Is Donald Trump implicitly questioning whether Ben Carson is a Christian?
He says he isn’t. But if not, why raise the issue of Dr. Carson’s Seventh-day Adventist faith at all?
Let’s back up to the beginning of this contretemps. On Saturday, at a campaign rally in Florida, Mr. Trump was talking about polls, including surveys that show him falling behind Carson in the early caucus state of Iowa. Then he suddenly zigged into a religious discussion.
“I’m Presbyterian. I’m Presbyterian. Boy, that’s down the middle of the road folks, in all fairness. I mean, Seventh-day Adventist, I don’t know about. I just don’t know about,” said Trump.
That sounds like an attempt to define Carson’s religion as occupying one of the road’s edges. Trump hasn’t apologized for this, however. On CBS's “Face the Nation” on Sunday, he agreed with interviewer John Dickerson’s formulation that his words were an expression of ignorance, not a raising of questions.
“Well, it’s a harsh way of putting it, but perhaps I could say it that way, yes,” said Trump.
If Trump would like to educate himself on the history and practices of Adventists, The Washington Post has a pretty good summary. It’s a Christian religion founded in America that holds services on Saturday and generally interprets the Bible literally.
It was dismissed as a cult in its early years in the 19th century but has since come to be largely regarded as an evangelical Protestant denomination.
But lack of education is probably not Trump’s problem here. That could be solved with 30 seconds, a smartphone, and a Chrome search in the car on the way to a private jet.
Trump used the same “raising questions” approach to his past discussions of the discredited notion that President Obama was born in Kenya. It’s a tool in his political kit bag.
Here are three reasons he’s opted for this monkey wrench now:
Carson started it. That might be Trump’s point of view, in any case. In September, the retired neurosurgeon was asked the difference between him and the billionaire reality show star, and religion was his answer.
“I don’t in any way deny my faith in God,” said Carson, implying that Trump did.
Carson later said he was sorry about this comment.
Carson's winning in Iowa. The most immediate reason for Trump bringing up Carson’s faith is probably this: Carson has pulled ahead in the key early caucus state of Iowa, and much of his support comes from the state’s politically important evangelical Christians. They approve of Carson’s very conservative views on many social issues.
A recent Quinnipiac University survey had Carson as the choice of 36 percent of Iowa Evangelicals, more than double Trump’s 17 percent in that group.
The Iowa caucuses are only 100 days away, and a defeat on Day 1 of real voting might ding Trump’s self-image as a hhhuuugggeee winner. But The Des Moines Register notes that some Iowa Evangelicals continue to argue that Adventists are not Christian, and some don’t like the fact that Carson used fetal tissue in medical research as a physician.
Carson's calm. Demeanor appears to be a big part of the appeal of both Trump and Carson. Trump’s supporters like his belligerence. Carson’s like his calmness.

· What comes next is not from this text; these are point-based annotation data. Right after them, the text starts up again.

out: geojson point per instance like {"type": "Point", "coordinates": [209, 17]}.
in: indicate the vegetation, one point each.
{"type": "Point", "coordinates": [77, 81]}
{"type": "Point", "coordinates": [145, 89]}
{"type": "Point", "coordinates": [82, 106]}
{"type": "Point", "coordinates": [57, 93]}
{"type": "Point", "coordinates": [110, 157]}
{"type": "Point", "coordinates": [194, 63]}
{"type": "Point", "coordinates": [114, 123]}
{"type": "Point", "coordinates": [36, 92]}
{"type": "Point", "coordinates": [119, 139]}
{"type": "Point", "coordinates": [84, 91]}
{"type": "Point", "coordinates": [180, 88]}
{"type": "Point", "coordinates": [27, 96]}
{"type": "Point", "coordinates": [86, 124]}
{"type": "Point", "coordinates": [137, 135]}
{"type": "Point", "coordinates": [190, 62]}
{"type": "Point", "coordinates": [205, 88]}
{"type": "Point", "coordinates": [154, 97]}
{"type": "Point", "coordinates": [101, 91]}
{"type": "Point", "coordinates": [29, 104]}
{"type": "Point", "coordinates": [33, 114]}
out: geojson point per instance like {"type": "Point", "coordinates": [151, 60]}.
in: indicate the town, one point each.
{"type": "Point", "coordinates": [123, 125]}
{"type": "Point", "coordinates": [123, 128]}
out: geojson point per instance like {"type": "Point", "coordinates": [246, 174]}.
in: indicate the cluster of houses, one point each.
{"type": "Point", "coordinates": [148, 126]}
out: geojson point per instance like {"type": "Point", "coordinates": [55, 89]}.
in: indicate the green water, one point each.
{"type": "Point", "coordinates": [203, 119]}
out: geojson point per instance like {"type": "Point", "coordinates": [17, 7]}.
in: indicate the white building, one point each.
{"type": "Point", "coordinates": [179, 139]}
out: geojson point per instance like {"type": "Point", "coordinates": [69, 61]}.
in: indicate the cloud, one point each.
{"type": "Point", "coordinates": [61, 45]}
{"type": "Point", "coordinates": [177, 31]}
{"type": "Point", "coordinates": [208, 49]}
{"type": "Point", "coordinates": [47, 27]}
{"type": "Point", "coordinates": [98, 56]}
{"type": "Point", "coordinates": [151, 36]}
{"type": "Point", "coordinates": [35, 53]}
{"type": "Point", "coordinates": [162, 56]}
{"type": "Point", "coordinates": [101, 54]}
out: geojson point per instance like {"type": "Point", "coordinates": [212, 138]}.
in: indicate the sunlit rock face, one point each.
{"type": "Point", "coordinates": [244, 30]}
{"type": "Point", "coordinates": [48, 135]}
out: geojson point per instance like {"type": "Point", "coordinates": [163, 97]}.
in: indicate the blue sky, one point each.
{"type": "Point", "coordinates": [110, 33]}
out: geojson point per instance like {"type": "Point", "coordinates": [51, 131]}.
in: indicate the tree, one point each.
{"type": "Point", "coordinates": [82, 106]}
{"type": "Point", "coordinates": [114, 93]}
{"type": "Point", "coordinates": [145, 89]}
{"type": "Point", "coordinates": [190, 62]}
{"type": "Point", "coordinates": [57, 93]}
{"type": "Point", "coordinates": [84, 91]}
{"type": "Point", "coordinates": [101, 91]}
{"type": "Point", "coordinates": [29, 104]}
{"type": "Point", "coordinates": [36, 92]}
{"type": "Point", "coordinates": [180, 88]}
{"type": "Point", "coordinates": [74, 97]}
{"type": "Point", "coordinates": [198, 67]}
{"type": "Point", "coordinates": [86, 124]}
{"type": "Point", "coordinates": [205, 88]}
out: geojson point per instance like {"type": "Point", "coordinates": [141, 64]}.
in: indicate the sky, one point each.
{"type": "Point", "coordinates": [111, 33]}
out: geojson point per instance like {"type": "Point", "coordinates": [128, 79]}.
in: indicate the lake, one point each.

And Carson’s calm, plus his general practice of ignoring insults, might be getting under Trump’s skin. When Jeb Bush tries to hit back at Trump’s gibes, he’s playing by Trump rules, in Trump’s game. When Carson shrugs and turns to talk about abortion, he’s not paying attention to Trump. It’s a manner of non-engagement that the real estate magnate does not seem to understand.
“He’ll hit back, everybody hits back. In life, everybody hits back,” Trump said Monday in New Hampshire.
So by questioning Carson’s religion, Trump may be trying to goad Carson into a response. That might work. Or Trump might discover that Carson takes seriously the Bible’s words about turning the other cheek.